Le théâtre, selon Genet, est le lieu de l’allégorie et du conte. Il est l’endroit par excellence de la mise en scène, d’un exercice rituel où tout se joue, et doit être joué à un haut degré d’intensité et de concentration un peu solennelle. Son théâtre commande des gestes d’une lourdeur quasi liturgique, conscients de leur poids symbolique, de leur portée métaphorique qui ne s’accorde pas ou peu avec un certain réalisme que Genet avait en horreur. La richesse provocatrice de son écriture pousse le rituel du jeu à l’extrême ; elle en renouvelle l’acte de représentation, envisagé comme une cérémonie, un mystère d’alchimie poétique, politique et révolutionnaire, capable de changer les pets en perles, les crachats en diamants. L’œuvre théâtrale (et romanesque) de Jean Genet, c’est le trivial hissé au rang du grandiose et de l’universel.
Enfer blanc
Le metteur en scène et co-directeur du Théâtre 14, qui connaît bien son Genet, le sait, et il a choisi d’en livrer une lecture follement décalée, queer et choc, kitsch et pop. Sur scène, l’espace est dépouillé et compliqué à la fois. Rappelons que l’action se déroule dans la chambre à coucher de Madame. C’est ici, sur la scène parisienne, moins une alcôve bourgeoise qu’une citadelle à assaillir, avec ses petits escaliers et ses différences de niveaux qui rendent la circulation malaisée, instable, comme la situation précaire des deux bonnes en sursis. Le décor est blanc, y compris les objets, ostensiblement factices, comme les fleurs.

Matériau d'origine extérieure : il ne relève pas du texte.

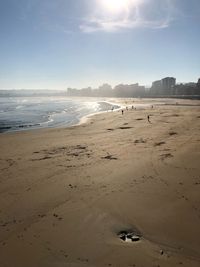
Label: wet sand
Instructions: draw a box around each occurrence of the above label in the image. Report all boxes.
[0,101,200,267]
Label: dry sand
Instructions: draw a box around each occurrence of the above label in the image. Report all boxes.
[0,99,200,267]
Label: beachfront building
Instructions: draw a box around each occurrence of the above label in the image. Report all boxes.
[161,77,176,95]
[150,77,176,96]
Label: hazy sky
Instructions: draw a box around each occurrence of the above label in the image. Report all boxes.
[0,0,200,89]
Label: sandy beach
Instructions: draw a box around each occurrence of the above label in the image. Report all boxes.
[0,100,200,267]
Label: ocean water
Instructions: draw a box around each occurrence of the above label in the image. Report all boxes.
[0,97,119,133]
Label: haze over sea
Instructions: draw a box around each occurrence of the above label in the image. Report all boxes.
[0,96,118,133]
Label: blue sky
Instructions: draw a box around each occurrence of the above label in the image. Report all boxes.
[0,0,200,89]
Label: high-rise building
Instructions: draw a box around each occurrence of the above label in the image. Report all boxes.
[161,77,176,95]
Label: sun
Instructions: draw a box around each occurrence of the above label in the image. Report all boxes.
[101,0,131,13]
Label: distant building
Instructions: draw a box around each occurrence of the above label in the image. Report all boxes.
[161,77,176,95]
[150,77,176,96]
[150,80,162,95]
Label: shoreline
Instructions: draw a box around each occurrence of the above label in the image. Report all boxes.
[0,100,200,267]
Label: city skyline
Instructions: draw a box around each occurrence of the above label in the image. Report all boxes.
[0,0,200,89]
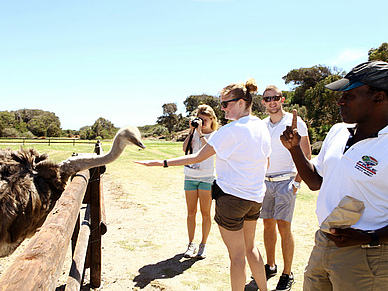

Pas moins que chez les bonnes, l’intérieur de Madame sonne faux, la prétention et la posture, le postiche et l’imposture.
Ces partis pris esthétiques renvoient également à la petite messe vespérale à laquelle Claire et Solange (respectivement Stéphanie Pasquet et Élisabeth Mazev, formidables) se livrent chaque jour pour se délivrer du mal, de Madame qui les hante et les aliène, qui fait d’elles des possédées, des êtres qui ne s’appartiennent pas. Littéralement. Dans cet espace blanc (couleur de leur aliénation), leur vie est un enfer qu’elles s’efforcent de repousser. Elles la maintiennent à distance par le jeu et l’artifice, par la mise en scène que Claire-Madame ordonne, et qu’elles jouent avec horreur et délice. Leur simulacre est un exutoire à leur condition qu’elles abhorrent autant que leur maîtresse, et tout ce qu’elle « représente ». Qu’elles exècrent et désirent à la fois, d’où leur double aliénation. Maîtres et esclaves sont unis dans une relation haine-amour réciproque qui les condamne à aimer ce qu’ils détestent.
Madame jusqu’à la lie
La pétulante mise en scène de Mathieu Touzé souligne, au-delà du conflit de classes, l’importance de l’inversion des identités et du travestissement, au cœur même de la cérémonie des deux sœurs et de l’œuvre théâtrale (Les Nègres, 1958) et romanesque (Notre-Dame des Fleurs, 1944) de Jean Genet. Les robes de Madame – ici jouée par l’acteur transformiste Yuming Hey, excellent dans la comédie outrancière et les ruptures de ton – sont comme ses bijoux, elles la parent. Elles lui servent de rempart plus qu’elles ne la vêtent. En elles, se concentre son image de marque qui lui sert de pouvoir. La magnificence de ses tenues autant que leur nombre écrasent les bonnes qui, elles, obscures créatures vivant dans l’ombre de leur maîtresse, sont vêtues d’ordinaire et de noir. Ces robes qui les obsèdent, sont le signe de sa distinction, de sa supériorité. Pour cela encore, Claire et Solange les désirent et les vomissent. Plus que tout, les robes de Madame, derrière lesquelles celle-ci disparaît, sont indissociables de sa personne car, on le sait depuis le Saint Genet, comédien et martyr (1952) de Jean-Paul Sartre, l’habit fait le moine chez Genet. Se déguiser avec les robes de Madame, c’est se confondre avec elle-même. En porter la défroque, c’est se l’incorporer. Sans doute est-ce aussi un peu de cela qui, dans un ultime geste paroxystique, un dernier fantasme de gloire, emporte Claire à la fin.
P. L.
Jusqu’au 21 mars 2024, au Théâtre 14, à Paris (14e). Avec Stéphanie Pasquet (Claire), Élisabeth Mazev (Solange), Yuming Hay (Madame). Mardi, mercredi et vendredi à 20h ; jeudi à 19h ; samedi à 16h. En tournée du 9 au 12 avril 2024 au théâtre national de Bordeaux en Aquitaine ; du 14 au 16 mai 2024 au théâtre de la Manufacture – CDN Nancy-Lorraine ; le 30 mai 2024 : à La Maison/Nevers, scène conventionnée Art en territoire.